Third, will the Minister consider making public funds available for the suggested clinics in Gateshead, Edinburgh and Guy's Hospital? All this is most necessary.

I cannot entirely agree with the hon. Gentleman when he says that women will come forward in droves. Experience has shown that they need some encouragement to do so, and this is where the Campaign for which I speak today comes in. It is only too willing and anxious to co-operate in a medically supported campaign if the Department will give the go-ahead, accept the suggestions which the hon. Gentleman has made, and get such a campaign launched.
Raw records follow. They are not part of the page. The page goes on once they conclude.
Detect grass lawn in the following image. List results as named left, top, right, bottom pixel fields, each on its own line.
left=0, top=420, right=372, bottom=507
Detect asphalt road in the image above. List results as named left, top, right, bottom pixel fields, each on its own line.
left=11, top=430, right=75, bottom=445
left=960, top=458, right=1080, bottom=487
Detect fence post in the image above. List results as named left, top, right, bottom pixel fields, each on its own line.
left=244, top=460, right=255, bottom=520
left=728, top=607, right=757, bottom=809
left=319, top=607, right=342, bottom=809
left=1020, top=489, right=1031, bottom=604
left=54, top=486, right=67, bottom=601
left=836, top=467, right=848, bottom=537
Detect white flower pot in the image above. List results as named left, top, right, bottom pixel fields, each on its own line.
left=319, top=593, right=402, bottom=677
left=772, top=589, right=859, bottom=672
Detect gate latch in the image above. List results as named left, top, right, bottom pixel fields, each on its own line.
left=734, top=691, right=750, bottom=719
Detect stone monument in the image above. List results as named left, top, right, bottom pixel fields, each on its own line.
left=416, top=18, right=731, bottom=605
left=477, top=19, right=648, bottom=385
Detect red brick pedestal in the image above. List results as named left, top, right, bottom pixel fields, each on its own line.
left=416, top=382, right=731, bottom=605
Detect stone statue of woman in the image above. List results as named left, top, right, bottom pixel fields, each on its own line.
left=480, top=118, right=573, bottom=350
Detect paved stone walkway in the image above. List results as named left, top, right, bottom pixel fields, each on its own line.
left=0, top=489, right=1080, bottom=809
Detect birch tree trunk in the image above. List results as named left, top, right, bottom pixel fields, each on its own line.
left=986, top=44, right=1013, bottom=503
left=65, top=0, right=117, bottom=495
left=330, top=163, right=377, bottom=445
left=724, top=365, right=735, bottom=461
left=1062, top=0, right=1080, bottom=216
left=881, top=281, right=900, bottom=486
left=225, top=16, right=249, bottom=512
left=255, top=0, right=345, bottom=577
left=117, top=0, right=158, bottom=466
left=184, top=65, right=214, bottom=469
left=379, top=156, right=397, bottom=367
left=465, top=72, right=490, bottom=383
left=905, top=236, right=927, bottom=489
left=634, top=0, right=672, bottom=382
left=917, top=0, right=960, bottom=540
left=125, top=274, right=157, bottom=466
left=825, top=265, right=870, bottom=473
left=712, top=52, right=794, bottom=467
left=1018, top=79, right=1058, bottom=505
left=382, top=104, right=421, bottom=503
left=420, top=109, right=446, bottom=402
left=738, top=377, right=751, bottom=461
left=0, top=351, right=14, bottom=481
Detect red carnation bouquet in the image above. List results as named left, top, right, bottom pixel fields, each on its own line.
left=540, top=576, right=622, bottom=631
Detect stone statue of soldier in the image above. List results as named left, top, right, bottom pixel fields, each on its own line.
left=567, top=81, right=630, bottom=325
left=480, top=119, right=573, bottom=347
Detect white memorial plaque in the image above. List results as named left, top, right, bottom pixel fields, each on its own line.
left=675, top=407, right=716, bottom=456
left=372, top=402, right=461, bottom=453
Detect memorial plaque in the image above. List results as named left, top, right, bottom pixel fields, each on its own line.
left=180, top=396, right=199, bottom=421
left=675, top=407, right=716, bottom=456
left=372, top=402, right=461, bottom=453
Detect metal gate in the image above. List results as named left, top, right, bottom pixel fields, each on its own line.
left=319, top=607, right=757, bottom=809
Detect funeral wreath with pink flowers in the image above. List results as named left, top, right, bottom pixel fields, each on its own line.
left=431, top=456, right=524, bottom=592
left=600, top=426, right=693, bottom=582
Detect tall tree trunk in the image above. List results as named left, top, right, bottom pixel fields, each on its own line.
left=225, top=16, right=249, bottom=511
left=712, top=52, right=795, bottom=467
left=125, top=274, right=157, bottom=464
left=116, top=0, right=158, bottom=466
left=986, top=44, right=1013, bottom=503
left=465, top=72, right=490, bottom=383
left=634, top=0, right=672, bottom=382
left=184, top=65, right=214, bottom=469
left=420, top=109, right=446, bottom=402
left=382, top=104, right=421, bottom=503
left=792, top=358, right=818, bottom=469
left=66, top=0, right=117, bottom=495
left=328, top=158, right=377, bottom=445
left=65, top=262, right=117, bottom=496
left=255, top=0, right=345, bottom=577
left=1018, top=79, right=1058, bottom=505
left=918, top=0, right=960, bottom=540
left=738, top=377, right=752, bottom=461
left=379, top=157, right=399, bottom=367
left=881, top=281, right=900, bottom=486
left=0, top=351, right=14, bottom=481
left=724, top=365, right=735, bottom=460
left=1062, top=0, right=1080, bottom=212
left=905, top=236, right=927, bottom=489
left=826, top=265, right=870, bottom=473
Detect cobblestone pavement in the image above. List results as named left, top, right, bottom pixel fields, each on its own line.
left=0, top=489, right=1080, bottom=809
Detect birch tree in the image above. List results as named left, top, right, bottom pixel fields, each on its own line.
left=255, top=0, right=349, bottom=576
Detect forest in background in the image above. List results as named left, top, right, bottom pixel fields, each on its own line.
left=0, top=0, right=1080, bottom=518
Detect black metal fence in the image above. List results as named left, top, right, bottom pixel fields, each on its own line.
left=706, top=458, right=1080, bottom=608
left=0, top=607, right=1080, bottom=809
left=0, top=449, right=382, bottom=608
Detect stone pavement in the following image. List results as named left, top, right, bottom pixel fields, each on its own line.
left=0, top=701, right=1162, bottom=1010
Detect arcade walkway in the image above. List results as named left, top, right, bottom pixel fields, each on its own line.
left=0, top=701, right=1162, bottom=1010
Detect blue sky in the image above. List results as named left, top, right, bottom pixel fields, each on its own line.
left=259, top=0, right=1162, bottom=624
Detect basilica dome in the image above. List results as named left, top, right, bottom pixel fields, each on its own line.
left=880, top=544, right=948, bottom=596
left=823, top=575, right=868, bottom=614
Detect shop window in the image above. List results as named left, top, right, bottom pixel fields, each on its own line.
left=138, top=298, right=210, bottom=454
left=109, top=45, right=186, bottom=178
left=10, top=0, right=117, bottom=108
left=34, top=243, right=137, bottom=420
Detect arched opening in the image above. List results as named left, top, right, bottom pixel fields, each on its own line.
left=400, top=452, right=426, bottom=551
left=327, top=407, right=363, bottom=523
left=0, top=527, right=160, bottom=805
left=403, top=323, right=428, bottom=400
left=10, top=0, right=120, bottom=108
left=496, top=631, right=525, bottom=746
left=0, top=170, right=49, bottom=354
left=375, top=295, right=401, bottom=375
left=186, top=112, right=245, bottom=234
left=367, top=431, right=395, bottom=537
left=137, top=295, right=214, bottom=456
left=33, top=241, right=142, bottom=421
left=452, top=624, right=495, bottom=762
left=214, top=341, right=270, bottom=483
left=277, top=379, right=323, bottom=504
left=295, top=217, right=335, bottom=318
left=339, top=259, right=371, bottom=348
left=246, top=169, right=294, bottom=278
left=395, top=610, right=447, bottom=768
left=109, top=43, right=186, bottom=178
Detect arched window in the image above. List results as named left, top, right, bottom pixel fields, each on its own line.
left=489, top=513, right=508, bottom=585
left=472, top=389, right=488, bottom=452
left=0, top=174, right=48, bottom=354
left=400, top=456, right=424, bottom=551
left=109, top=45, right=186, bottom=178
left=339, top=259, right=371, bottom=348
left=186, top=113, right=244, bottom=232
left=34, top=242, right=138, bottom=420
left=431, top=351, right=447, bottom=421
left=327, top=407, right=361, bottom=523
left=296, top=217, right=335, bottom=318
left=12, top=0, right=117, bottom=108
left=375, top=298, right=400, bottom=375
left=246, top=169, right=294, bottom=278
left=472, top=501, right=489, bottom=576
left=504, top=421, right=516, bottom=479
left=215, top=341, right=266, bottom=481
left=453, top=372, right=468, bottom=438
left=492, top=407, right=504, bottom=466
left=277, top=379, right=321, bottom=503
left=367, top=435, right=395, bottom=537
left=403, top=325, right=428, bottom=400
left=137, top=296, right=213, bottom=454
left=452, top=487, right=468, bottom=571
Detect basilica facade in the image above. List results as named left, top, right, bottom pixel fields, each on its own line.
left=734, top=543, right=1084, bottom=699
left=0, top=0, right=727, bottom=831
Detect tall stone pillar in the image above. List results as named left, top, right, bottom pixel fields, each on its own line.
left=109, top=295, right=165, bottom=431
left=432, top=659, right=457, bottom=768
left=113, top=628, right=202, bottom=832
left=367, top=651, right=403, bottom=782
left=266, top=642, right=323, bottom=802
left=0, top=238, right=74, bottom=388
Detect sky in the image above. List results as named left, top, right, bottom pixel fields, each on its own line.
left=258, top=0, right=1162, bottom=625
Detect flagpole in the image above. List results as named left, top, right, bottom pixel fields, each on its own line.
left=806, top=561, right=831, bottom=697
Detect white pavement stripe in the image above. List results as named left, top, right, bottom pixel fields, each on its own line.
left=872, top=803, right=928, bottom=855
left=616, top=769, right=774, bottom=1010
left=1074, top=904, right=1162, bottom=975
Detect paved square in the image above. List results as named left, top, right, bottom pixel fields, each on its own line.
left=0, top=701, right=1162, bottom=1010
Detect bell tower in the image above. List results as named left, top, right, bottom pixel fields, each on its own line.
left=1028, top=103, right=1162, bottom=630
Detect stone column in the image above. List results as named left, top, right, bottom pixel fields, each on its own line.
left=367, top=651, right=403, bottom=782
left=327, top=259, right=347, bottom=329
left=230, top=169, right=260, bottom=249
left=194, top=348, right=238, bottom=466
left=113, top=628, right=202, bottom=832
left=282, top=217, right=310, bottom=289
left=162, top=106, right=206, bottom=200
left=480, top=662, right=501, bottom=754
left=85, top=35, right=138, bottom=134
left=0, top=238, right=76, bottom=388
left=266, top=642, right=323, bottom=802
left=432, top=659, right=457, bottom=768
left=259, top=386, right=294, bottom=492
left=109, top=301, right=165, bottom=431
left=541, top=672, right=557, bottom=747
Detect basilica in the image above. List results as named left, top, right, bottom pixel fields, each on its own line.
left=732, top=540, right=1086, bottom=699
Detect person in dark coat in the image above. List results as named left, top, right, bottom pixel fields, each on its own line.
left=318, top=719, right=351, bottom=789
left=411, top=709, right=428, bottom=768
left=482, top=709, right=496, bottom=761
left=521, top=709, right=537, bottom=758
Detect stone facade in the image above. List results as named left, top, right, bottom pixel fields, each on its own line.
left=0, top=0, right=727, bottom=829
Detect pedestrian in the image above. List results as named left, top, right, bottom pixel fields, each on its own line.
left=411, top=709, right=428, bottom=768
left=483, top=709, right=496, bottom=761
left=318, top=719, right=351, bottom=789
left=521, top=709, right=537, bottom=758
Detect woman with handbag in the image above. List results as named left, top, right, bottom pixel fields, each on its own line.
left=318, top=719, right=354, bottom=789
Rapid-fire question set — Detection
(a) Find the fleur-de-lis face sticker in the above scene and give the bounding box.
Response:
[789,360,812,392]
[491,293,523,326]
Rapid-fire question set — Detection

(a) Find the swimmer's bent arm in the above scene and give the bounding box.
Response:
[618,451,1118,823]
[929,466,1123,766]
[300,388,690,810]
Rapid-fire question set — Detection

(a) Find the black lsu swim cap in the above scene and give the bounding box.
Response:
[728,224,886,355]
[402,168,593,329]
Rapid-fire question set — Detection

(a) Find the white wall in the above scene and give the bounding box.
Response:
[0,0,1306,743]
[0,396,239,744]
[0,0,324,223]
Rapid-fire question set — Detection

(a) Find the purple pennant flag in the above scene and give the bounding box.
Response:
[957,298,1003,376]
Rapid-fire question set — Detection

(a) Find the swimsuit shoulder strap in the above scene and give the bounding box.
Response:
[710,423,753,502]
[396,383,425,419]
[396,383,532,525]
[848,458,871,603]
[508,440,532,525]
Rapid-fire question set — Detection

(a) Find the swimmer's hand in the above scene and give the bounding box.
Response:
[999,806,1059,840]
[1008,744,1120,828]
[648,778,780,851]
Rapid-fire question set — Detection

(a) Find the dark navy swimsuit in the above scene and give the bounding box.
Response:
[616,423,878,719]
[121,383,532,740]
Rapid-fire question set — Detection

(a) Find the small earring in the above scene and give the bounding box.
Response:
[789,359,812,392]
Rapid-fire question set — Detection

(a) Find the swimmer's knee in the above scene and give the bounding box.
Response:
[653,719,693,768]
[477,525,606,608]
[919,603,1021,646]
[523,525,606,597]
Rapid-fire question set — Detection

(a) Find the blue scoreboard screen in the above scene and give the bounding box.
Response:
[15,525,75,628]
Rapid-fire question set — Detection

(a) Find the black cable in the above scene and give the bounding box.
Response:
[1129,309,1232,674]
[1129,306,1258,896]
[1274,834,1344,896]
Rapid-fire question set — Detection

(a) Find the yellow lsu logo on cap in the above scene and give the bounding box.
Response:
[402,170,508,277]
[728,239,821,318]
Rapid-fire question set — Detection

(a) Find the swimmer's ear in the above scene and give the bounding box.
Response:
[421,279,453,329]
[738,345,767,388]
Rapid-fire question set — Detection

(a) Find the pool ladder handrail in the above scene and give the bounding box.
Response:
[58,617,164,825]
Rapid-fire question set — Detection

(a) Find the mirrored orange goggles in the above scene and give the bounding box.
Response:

All those who have lost relatives because of breast cancer and who give money for cancer research will, I am sure, support all that has been said in this short debate in urging the Department to put its full weight behind further effort to end this terrible scourge for women.

4.52 p.m.

Mr. Laurie Pavitt (Willesden, West)

I add my voice in urging the Minister to take action. There is a precedent showing what can be done. The figures given for breast cancer are immensely larger than those for carcinoma of the cervix. Yet, 10 years ago, there was great concern when the chief medical officer reported that 2,500 women a year were dying unnecessarily from cancer of the neck of the womb. As a result, a campaign was set on foot, exfoliate cytologists were trained, and we had a great screening programme which has been an immense success.

I urge the hon. Gentleman to ensure that resources are transferred to selective screening. If we have preventive medicine, we can save the National Health Service millions of pounds. As I said on other occasions, the whole apparatus which the Department has for mass radiography, which is now not of such importance, could be adapted for selective screening of the kind described by the hon. Member for Norwich, South (Dr. Stuttaford). The Minister has the weapon already to hand. If he cares to use it, it will be of tremendous help in preventing the occupation of hospital beds, preventing people from dying, and preventing the use of valuable surgical resources, and at the same time doing a lot for the nation.

4.53 p.m.

The Under-Secretary of State for Health and Social Security (Mr. Michael Alison)

Might I have your guidance, Mr. Deputy Speaker? Do I take it that the Adjournment debate must end at five minutes to five o'clock?

Mr. Deputy Speaker

In a very short time.

Mr. Alison

I deliberately did not seek to intervene when the hon. Lady the Member for Wood Green (Mrs. Joyce Butler) and the hon. Member for Willesden, West (Mr. Pavitt) rose to add their contributions to that already made by my hon. Friend the Member for Norwich South (Dr. Stuttaford) because I felt that it would be impossible for me in so short a time—because of the peculiar events a little earlier—to do justice to the—

The Question having been proposed after Four o'clock, and the debate having continued for half an hour, Mr. DEPUTY SPEAKER adjourned the House without Question put, pursuant to the Standing Order.

Adjourned at six minutes to Five o'clock.